Les statistiques relatives aux 35 milliards USD de prêts concessionnels promis sont encore moins disponibles dans l’immédiat. Lors de la Conférence des coordinateurs de la mise en œuvre des actions de suivi du Sommet de Johannesburg du FCSA tenue à Pékin six mois plus tard, il fut annoncé que la Banque d’exportation et d’importation de Chine a approuvé des prêts concessionnels pour un montant de 4,3 milliards USD au bénéfice de l’Afrique après le Sommet du FCSA de 2015. À ce rythme, la Chine devrait être en mesure de franchir le cap des 35 milliards USD d’ici la fin de 2018.

En 2018, il convient de prêter attention à la manière dont la Chine applique et prend en considération le modèle PPP (partenariats public-privé) au regard des nouveaux investissements dans des projets d’infrastructure en Afrique. Les acteurs chinois ont pris note de l’intérêt manifesté par les différents États africains envers le modèle PPP afin de combler les déficits de financement au niveau du développement des infrastructures. Cependant, pour dépasser la simple observation, il faudra que la participation concrète des entreprises chinoises dans de tels projets prenne de l’élan. Toutefois, au regard de la popularité du modèle PPP dans les discussions de la Chine sur les investissements internationaux, comme l’Initiative « la ceinture et la route », il sera très intéressant de voir si la Chine expérimentera davantage avec le PPP en 2018.

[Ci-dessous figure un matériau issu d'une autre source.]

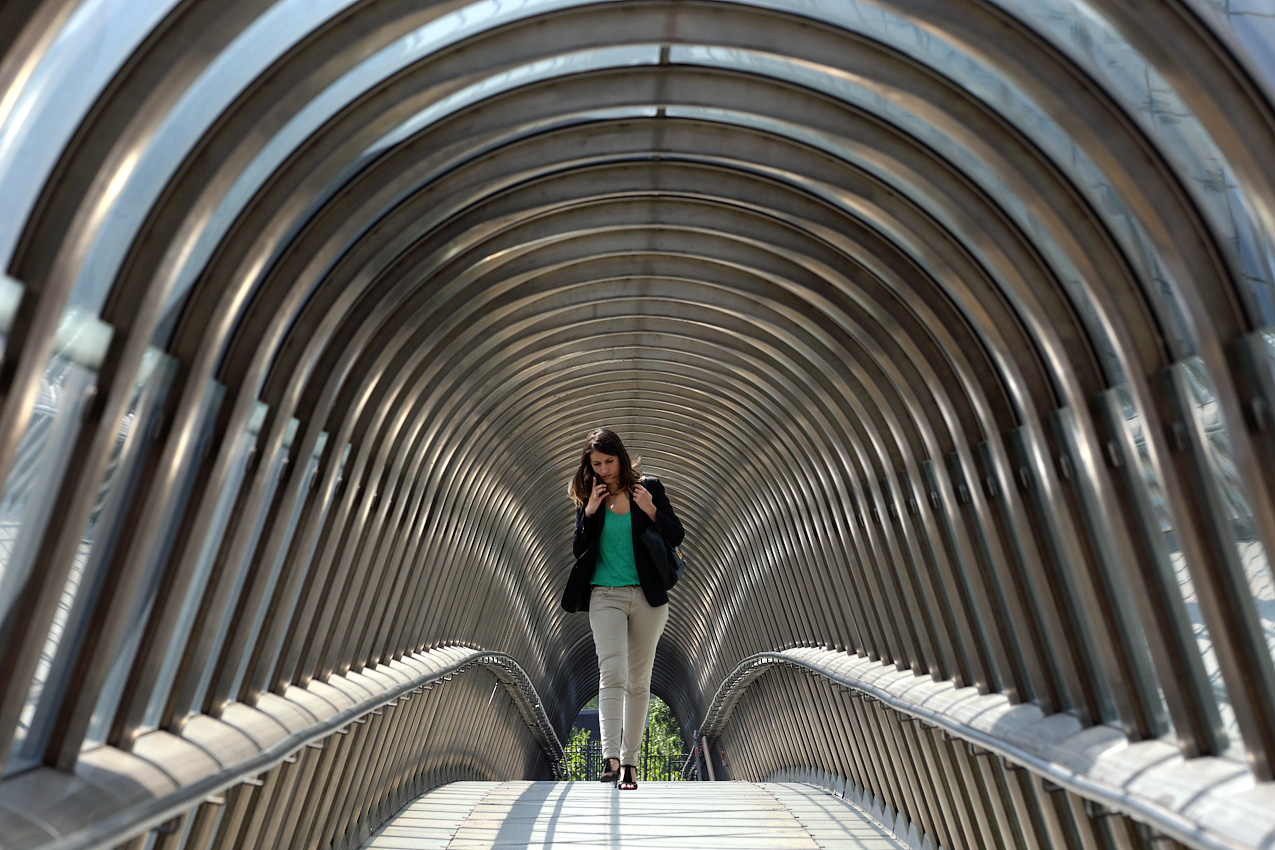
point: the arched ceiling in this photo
(861, 282)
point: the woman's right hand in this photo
(596, 497)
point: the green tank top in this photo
(615, 566)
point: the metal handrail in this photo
(129, 822)
(1204, 812)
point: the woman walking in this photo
(617, 584)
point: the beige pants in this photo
(625, 632)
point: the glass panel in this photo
(1252, 27)
(167, 677)
(1145, 94)
(1234, 498)
(936, 138)
(273, 577)
(305, 560)
(36, 478)
(96, 548)
(241, 571)
(10, 296)
(158, 556)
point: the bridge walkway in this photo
(668, 816)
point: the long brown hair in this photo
(606, 441)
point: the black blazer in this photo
(584, 547)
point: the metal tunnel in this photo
(949, 326)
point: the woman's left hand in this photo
(644, 501)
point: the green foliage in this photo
(579, 760)
(662, 749)
(661, 755)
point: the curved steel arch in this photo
(965, 391)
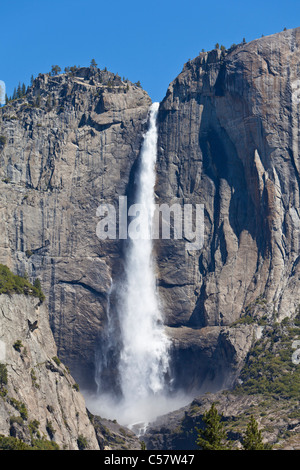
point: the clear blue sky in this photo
(146, 41)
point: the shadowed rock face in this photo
(71, 143)
(228, 139)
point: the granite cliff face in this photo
(40, 399)
(229, 139)
(71, 143)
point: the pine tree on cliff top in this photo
(213, 436)
(253, 437)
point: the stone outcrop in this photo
(178, 430)
(229, 139)
(39, 399)
(70, 145)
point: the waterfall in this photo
(144, 357)
(133, 370)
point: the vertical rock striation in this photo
(40, 399)
(229, 139)
(70, 144)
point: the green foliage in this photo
(2, 140)
(13, 284)
(20, 407)
(269, 369)
(56, 360)
(55, 69)
(12, 443)
(93, 64)
(16, 419)
(34, 426)
(214, 436)
(50, 429)
(253, 438)
(82, 442)
(44, 444)
(3, 375)
(143, 445)
(18, 345)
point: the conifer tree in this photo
(93, 64)
(55, 69)
(214, 436)
(253, 437)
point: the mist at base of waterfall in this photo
(135, 414)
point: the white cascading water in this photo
(144, 358)
(143, 362)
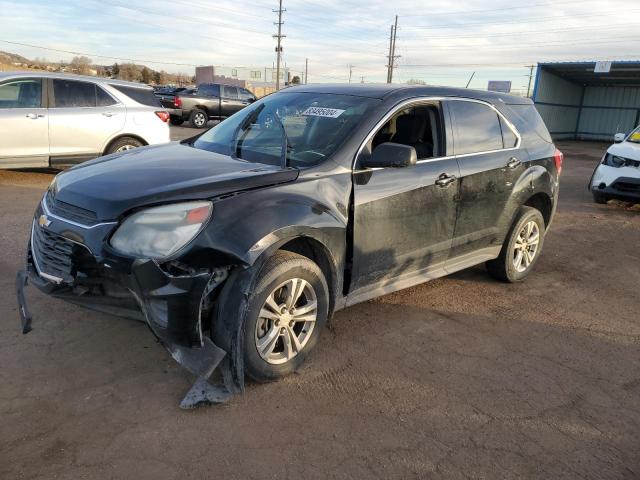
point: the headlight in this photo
(614, 161)
(161, 231)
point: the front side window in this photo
(209, 90)
(23, 93)
(73, 94)
(143, 96)
(477, 127)
(418, 126)
(296, 129)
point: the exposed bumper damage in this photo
(174, 304)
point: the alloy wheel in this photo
(286, 321)
(525, 247)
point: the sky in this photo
(440, 42)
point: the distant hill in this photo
(84, 66)
(6, 57)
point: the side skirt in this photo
(412, 279)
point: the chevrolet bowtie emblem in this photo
(43, 221)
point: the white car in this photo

2018 sera la dernière année dont dispose la Chine pour remplir ses engagements pris à Johannesburg. Elle a accompli des progrès constants au niveau de ses promesses financières dans des domaines comme l’industrialisation, le développement agricole et l’infrastructure. À son rythme actuel, elle devrait parvenir à satisfaire la majorité de son engagement de financement de 60 milliards USD dans les délais fixés. Cependant, la Chine devra progresser de manière significative dans certaines catégories, dont le Fonds de coopération Chine-Afrique sur la capacité industrielle en 2018 si elle veut tenir sa promesse. De nouveaux points focaux, tels que la production/distribution d’électricité et le modèle PPP seront des aspects intéressants à observer afin d’identifier les prochaines étapes de la priorité de la Chine en Afrique.

*La somme de 60 milliards USD est ventilée comme suit : 5 milliards USD sont destinés aux subventions, 35 USD aux prêts concessionnels et aux crédits à l’exportation, 5 milliards USD chacun au Fonds de coopération Chine-Afrique sur la capacité industrielle et au Prêt spécial pour le développement des PME et 10 milliards USD pour un Fonds de coopération Chine-Afrique sur la capacité industrielle.